Before heading to the beach, follow Colin Randall's advice

For the thousands upon thousands of British people who are about to join us in France, and in particular for those doing it for the first time, I thought it would be useful to share a few tips.

I am a July person. I prefer to be at my haunts in the south of France before the rest of France arrives; anyone familiar with Paris will know why I am looking forward to being back for what will be my third Parisian August.

In Britain, the summer term continues deep into July. But plenty of families will already be contemplating their French holidays.

Not every expat in France will wish to share knowledge on how to get the best out of the country. Richard would undoubtedly speak of the horrors of Orléans just to ensure no one ventured near the place.

But if I set the ball rolling, maybe others can chip in with secrets they are prepared to pass on.

My first piece of advice may be too late for some. It is to ignore tour operators’ offers to find you hotel accommodation if you are making a car journey that needs an overnight stop on your way to mobile home sites, gites or villages de vacances.

Things may have changed since I did this kind of thing en famille. There may have been a revolution in the trade’s approach in the past 10 years.
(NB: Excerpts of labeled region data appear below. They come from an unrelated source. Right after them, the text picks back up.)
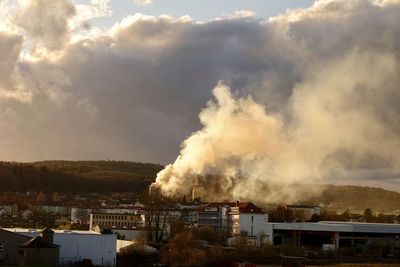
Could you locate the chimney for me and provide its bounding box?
[40,227,54,244]
[192,186,196,202]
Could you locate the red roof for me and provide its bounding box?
[239,202,264,216]
[197,201,264,213]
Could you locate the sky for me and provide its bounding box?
[83,0,314,27]
[0,0,400,194]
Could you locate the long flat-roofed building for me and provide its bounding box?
[263,221,400,252]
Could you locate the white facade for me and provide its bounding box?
[239,213,268,242]
[6,228,117,266]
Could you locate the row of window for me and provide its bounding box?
[93,214,141,220]
[93,221,139,227]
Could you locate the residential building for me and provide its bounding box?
[89,213,145,230]
[286,205,321,220]
[0,229,31,265]
[5,228,117,267]
[197,202,236,231]
[0,202,18,218]
[19,228,60,266]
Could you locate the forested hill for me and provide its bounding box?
[0,161,400,214]
[0,161,163,193]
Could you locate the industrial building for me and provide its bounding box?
[260,221,400,253]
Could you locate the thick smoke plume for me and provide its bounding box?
[155,56,400,202]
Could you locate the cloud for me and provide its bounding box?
[0,0,400,198]
[16,0,76,49]
[135,0,153,6]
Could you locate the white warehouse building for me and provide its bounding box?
[4,228,117,267]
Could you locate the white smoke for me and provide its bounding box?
[155,51,400,202]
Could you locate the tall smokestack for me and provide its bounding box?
[192,186,196,202]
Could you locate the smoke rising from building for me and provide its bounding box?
[0,0,400,200]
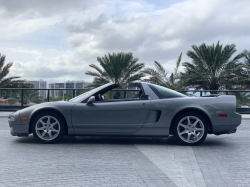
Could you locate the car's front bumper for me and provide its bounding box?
[9,124,29,136]
[8,111,29,136]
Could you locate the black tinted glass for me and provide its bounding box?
[148,84,186,99]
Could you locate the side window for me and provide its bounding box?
[103,90,140,101]
[148,84,186,99]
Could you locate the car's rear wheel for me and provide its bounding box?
[173,113,208,145]
[32,113,66,143]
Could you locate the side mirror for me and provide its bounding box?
[140,93,149,100]
[86,96,95,106]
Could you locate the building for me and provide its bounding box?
[49,80,91,97]
[25,79,47,99]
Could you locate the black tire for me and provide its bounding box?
[173,113,208,146]
[31,112,66,144]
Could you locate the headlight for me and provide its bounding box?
[9,116,15,121]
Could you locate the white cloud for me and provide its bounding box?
[0,0,250,84]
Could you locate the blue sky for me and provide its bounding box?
[0,0,250,82]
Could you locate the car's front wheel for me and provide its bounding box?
[32,113,65,143]
[173,113,208,145]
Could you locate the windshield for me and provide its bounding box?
[148,84,186,99]
[69,83,110,103]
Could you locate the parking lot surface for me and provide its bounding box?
[0,118,250,187]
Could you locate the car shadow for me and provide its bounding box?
[14,135,230,147]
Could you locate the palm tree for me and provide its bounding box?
[85,52,144,88]
[181,42,246,93]
[143,53,183,90]
[0,53,24,88]
[241,50,250,89]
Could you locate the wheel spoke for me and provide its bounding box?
[51,128,59,132]
[179,123,187,129]
[47,116,50,124]
[194,127,203,131]
[48,131,52,139]
[51,122,58,127]
[193,133,199,139]
[42,131,46,137]
[193,119,200,127]
[180,131,187,135]
[35,115,61,141]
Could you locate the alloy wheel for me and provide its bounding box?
[35,116,61,141]
[177,116,205,143]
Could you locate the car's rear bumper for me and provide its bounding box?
[213,112,242,135]
[10,124,29,136]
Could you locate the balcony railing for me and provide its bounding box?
[0,88,250,113]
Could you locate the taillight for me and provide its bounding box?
[219,114,227,117]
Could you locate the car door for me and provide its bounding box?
[72,100,150,133]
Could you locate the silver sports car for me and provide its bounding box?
[9,82,241,145]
But my experience was invariably that I could do a whole lot better for myself than anything being offered to me.

Some travel people used to list a choice of stops at hotels for which the charge was the British-style per person, instead of the vastly fairer French per room. If that still goes on, do not even consider the option until you have exhausted every other possibility.
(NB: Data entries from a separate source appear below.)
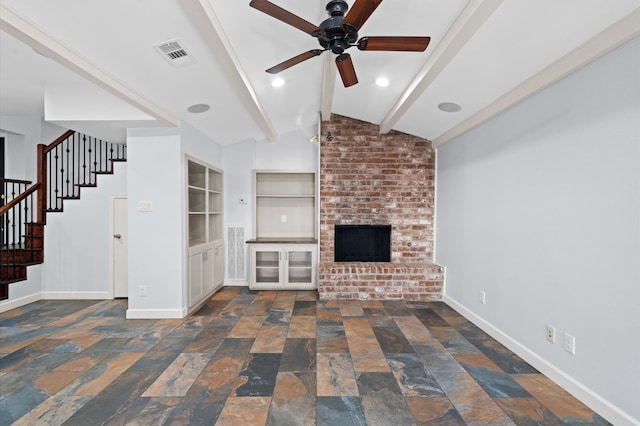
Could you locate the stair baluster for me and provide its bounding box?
[0,130,127,300]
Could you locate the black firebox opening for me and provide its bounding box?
[334,225,391,262]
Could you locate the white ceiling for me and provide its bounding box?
[0,0,640,145]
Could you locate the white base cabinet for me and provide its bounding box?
[189,241,224,308]
[249,243,317,290]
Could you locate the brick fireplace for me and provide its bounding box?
[318,114,444,300]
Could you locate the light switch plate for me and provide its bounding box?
[138,201,153,212]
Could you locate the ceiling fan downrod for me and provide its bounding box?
[318,0,358,55]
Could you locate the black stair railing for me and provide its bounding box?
[0,184,40,282]
[0,178,31,207]
[38,130,127,212]
[0,130,127,294]
[0,178,31,247]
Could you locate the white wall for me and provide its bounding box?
[42,163,127,299]
[127,124,223,318]
[436,40,640,424]
[0,116,67,182]
[0,116,66,312]
[127,128,186,318]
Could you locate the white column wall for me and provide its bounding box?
[436,40,640,424]
[127,128,186,318]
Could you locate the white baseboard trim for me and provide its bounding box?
[0,293,41,313]
[442,295,640,426]
[41,291,113,300]
[127,309,187,319]
[223,280,249,287]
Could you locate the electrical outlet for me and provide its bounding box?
[547,324,556,343]
[564,333,576,355]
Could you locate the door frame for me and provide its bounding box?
[108,194,128,299]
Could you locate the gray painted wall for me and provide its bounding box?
[436,40,640,424]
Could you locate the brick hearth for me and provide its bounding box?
[318,115,444,300]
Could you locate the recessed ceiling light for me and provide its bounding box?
[187,104,211,114]
[376,77,389,87]
[438,102,462,112]
[271,78,284,87]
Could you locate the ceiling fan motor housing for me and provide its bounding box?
[318,0,358,55]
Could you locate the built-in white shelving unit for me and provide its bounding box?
[186,157,224,308]
[249,170,317,289]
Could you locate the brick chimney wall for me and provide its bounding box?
[319,114,443,299]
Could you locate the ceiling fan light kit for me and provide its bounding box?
[249,0,430,87]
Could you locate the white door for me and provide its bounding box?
[111,196,129,297]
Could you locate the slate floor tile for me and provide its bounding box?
[317,396,366,426]
[266,371,316,426]
[0,287,608,426]
[233,353,282,397]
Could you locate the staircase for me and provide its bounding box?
[0,130,127,300]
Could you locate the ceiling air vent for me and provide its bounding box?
[153,38,195,68]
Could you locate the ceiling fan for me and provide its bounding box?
[249,0,431,87]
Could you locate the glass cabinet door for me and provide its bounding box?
[287,250,313,284]
[255,249,282,284]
My routine was to avoid advance bookings at all, and simply leave the motorway or major routes at around 6pm to look in some appropriate or attractive seeming town.

I can recall occasionally being forced to settle for somewhere more expensive than I’d wanted, but it was still cheaper than what I had been offered in advance and I cannot recall ever having to sleep in the car.
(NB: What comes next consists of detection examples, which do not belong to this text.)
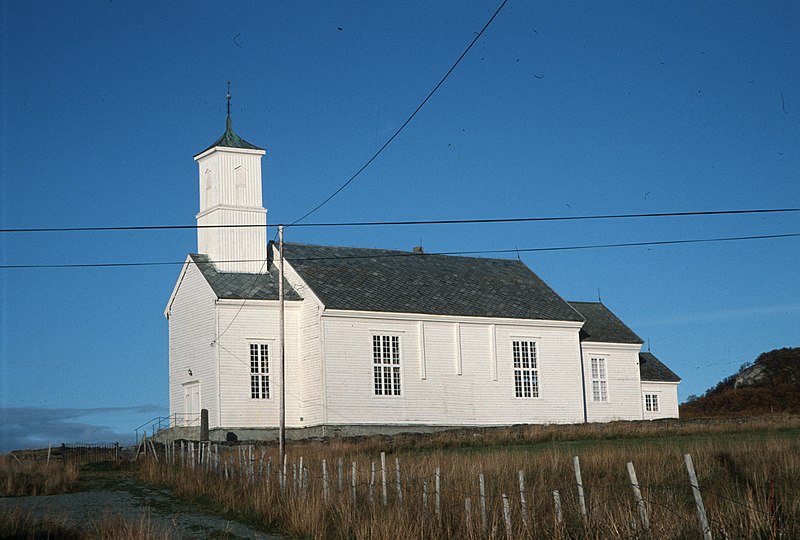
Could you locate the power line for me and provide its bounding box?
[292,0,508,225]
[0,208,800,233]
[0,233,800,270]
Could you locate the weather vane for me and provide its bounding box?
[227,81,231,116]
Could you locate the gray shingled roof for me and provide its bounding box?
[284,244,583,322]
[570,302,644,344]
[639,352,681,382]
[195,115,264,157]
[189,253,301,300]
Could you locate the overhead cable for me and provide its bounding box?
[0,233,800,270]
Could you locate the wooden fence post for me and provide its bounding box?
[381,452,389,506]
[350,461,358,504]
[553,489,564,525]
[336,458,344,493]
[503,493,511,538]
[422,480,428,516]
[322,459,328,502]
[518,469,528,529]
[369,461,375,504]
[394,458,403,506]
[478,473,489,534]
[572,456,589,523]
[627,461,650,531]
[297,456,303,491]
[683,454,712,540]
[434,466,442,522]
[281,454,289,493]
[464,497,472,538]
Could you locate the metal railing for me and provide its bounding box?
[134,413,200,441]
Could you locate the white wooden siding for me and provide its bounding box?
[583,342,642,422]
[217,300,304,428]
[323,315,584,425]
[168,262,219,427]
[640,381,678,420]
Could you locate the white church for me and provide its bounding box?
[164,107,680,440]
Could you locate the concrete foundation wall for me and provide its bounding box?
[154,424,489,443]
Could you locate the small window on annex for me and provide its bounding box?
[511,340,539,398]
[250,343,269,399]
[644,394,659,412]
[592,358,608,402]
[372,335,400,396]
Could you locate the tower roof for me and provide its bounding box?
[195,113,264,157]
[195,81,265,157]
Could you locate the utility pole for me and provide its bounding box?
[278,225,286,463]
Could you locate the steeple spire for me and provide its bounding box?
[195,81,264,157]
[225,81,233,132]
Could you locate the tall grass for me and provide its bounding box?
[138,418,800,539]
[0,455,78,497]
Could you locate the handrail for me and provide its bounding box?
[134,413,200,441]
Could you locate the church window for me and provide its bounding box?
[644,394,660,412]
[511,340,539,398]
[592,358,608,402]
[372,335,400,396]
[250,343,269,399]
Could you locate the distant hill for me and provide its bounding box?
[680,347,800,418]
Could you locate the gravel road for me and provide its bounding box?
[0,477,285,540]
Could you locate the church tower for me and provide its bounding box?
[194,90,267,273]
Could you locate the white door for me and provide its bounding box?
[183,383,200,426]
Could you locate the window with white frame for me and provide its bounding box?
[372,335,400,396]
[592,358,608,401]
[511,339,539,398]
[644,394,659,412]
[250,343,269,399]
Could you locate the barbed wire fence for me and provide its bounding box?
[137,438,798,540]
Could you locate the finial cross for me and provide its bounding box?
[227,81,231,116]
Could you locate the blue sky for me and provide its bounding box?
[0,0,800,451]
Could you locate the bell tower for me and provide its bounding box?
[194,88,267,273]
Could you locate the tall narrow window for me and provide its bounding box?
[372,336,400,396]
[644,394,659,412]
[511,340,539,398]
[592,358,608,401]
[250,343,269,399]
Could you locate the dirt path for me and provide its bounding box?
[0,466,284,540]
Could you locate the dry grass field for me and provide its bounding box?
[136,416,800,539]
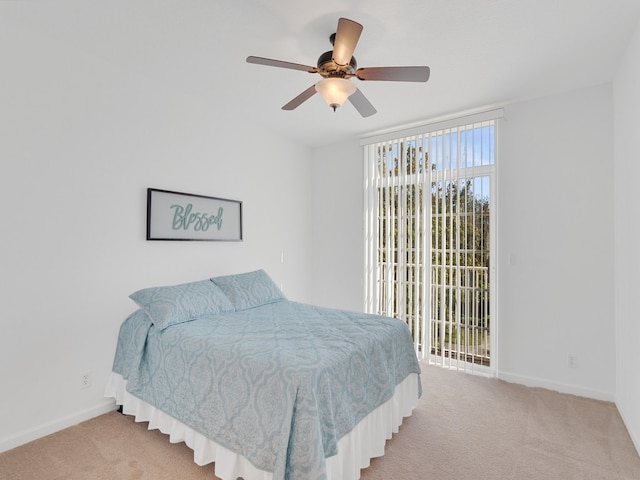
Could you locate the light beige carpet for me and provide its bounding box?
[0,366,640,480]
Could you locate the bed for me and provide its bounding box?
[105,270,422,480]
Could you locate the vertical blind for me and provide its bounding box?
[361,110,502,368]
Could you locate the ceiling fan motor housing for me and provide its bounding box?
[317,50,358,77]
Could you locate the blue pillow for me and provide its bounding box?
[129,279,234,330]
[211,270,286,310]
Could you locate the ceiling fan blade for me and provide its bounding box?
[356,67,431,82]
[247,56,318,73]
[282,84,316,110]
[349,88,377,117]
[333,18,362,65]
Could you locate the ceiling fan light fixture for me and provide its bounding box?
[316,77,356,112]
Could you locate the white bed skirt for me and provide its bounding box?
[105,373,418,480]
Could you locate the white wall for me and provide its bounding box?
[313,85,615,400]
[0,23,312,451]
[613,16,640,452]
[311,139,364,311]
[498,85,615,400]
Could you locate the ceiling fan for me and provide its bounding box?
[247,18,430,117]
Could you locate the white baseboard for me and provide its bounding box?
[0,399,116,453]
[616,402,640,455]
[497,371,615,402]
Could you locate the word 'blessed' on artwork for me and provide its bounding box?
[170,203,224,232]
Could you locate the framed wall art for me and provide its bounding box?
[147,188,242,242]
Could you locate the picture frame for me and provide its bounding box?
[147,188,242,242]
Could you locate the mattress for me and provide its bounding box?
[106,272,422,480]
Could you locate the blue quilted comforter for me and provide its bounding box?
[113,300,421,480]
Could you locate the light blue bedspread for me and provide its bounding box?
[113,300,421,480]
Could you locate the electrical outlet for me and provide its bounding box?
[80,371,91,388]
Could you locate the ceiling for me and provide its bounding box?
[5,0,640,147]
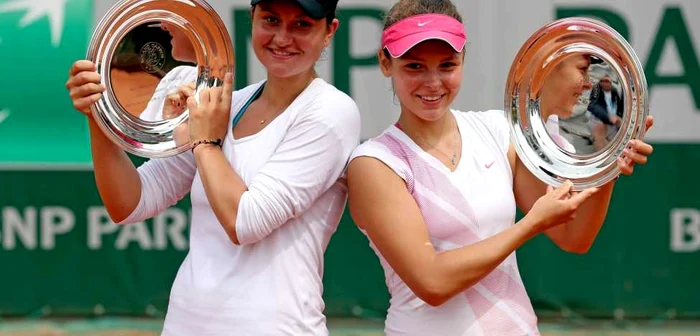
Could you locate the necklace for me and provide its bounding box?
[404,117,459,167]
[260,77,316,125]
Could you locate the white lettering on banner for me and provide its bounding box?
[94,0,700,143]
[0,206,189,251]
[2,207,37,250]
[670,209,700,253]
[87,206,119,250]
[87,206,188,251]
[41,207,75,250]
[114,222,153,250]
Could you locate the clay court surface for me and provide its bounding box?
[0,318,700,336]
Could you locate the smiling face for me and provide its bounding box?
[541,55,592,118]
[252,1,338,78]
[379,40,464,121]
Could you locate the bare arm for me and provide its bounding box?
[348,157,587,306]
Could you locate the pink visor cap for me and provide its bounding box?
[382,14,467,58]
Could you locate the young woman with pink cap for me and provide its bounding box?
[348,0,652,336]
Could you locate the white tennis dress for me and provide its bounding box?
[352,111,539,336]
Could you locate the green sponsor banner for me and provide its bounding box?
[0,0,93,165]
[0,145,700,317]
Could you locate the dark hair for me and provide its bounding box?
[318,0,338,24]
[384,0,462,29]
[250,0,338,24]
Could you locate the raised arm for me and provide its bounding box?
[348,157,587,306]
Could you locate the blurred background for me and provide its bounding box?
[0,0,700,336]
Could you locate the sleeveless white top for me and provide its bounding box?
[352,111,539,336]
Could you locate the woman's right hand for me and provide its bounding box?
[527,180,598,231]
[66,60,105,115]
[163,83,196,146]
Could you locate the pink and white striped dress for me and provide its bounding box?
[352,110,540,336]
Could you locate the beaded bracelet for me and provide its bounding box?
[192,139,223,153]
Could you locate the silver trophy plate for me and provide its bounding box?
[87,0,234,158]
[504,18,649,190]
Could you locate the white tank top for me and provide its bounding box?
[352,111,539,336]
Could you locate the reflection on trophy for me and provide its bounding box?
[87,0,234,158]
[504,18,649,190]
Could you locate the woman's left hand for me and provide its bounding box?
[187,73,233,142]
[617,116,654,175]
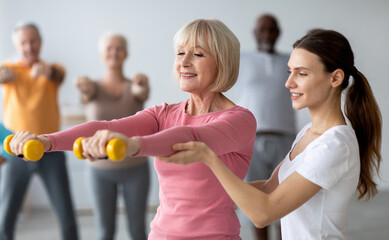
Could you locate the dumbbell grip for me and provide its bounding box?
[73,137,127,161]
[3,134,44,161]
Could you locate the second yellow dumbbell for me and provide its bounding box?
[73,137,127,161]
[3,134,44,161]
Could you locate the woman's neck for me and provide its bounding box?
[101,68,126,84]
[186,93,235,116]
[309,105,346,135]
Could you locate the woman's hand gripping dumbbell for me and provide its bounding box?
[3,132,44,161]
[73,137,127,161]
[73,130,140,161]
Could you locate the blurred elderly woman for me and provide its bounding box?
[11,19,256,240]
[75,32,149,240]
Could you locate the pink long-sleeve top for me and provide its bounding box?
[46,101,256,240]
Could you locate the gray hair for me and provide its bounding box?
[98,31,128,52]
[12,21,41,42]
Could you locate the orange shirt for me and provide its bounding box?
[3,62,65,134]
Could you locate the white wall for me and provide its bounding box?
[0,0,389,208]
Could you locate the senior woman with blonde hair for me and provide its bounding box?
[11,19,256,240]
This also sometimes meant stopping at places that the tour operator wouldn’t have cared to recommend, but a modest hotel can still be a perfectly decent one.

You can even check out, on spec or through easy internet searches, rock bottom prices at the clean but functional chains such as Formule 1 or Mister Bed. You don’t actually need that much more for a basic pause – and you can blow the notional savings on a great meal.

Modest or motel, town centre or just off the autoroute, I have done it with varying degrees of satisfaction all over France. I have never felt cheated, even in much-visited staging posts such as Mâcon or Beaune. We once dined like royalty In St Emilion after taking a cavernous family room for next to nothing in neighbouring Libourne.

I remember failing to find anything along the coast down from Cherbourg one Bastille Day weekend, but then having plenty of choice on Mont St Michel, by then empty of its day trippers. Such stops can become part of the holiday.

Even on a long drive, it is worth veering a few miles off the motorway for a break rather than fighting for space with everyone else at the service areas. At the risk of never being able to get a table there again, I would commend the little hilltop restaurant next to the ruined castle above Châteauneuf du Pape for its reasonable food and grand views.

British visitors to Brittany should look out for evidence that the charm offensive aimed at them, to counter dwindling numbers, is actually taking place.

If you head for the most popular tourist locations – and that means most places along the Riviera – be choosy about eating out. If you have the option, do it the French way and visit a couple of restaurants that have been recommended by friends or in dependable travel guides, and self cater the rest of the time.

Allow for ferocious motorway toll charges and remember, if you stop at a terrace for a drink, that while drink is cheap in the supermarkets, it is expensive in bars.

One last thing for now: be prepared to meet lots of French people, and make an effort with their language. Large numbers of them are said to be giving American, Egyptian and other far-off holidays a miss this year to return to the Med and Atlantic coasts.

That means looking out for the chasse-croisé weekends when everyone seems to be on the move, if sometimes at a snail's pace, in one direction or the other.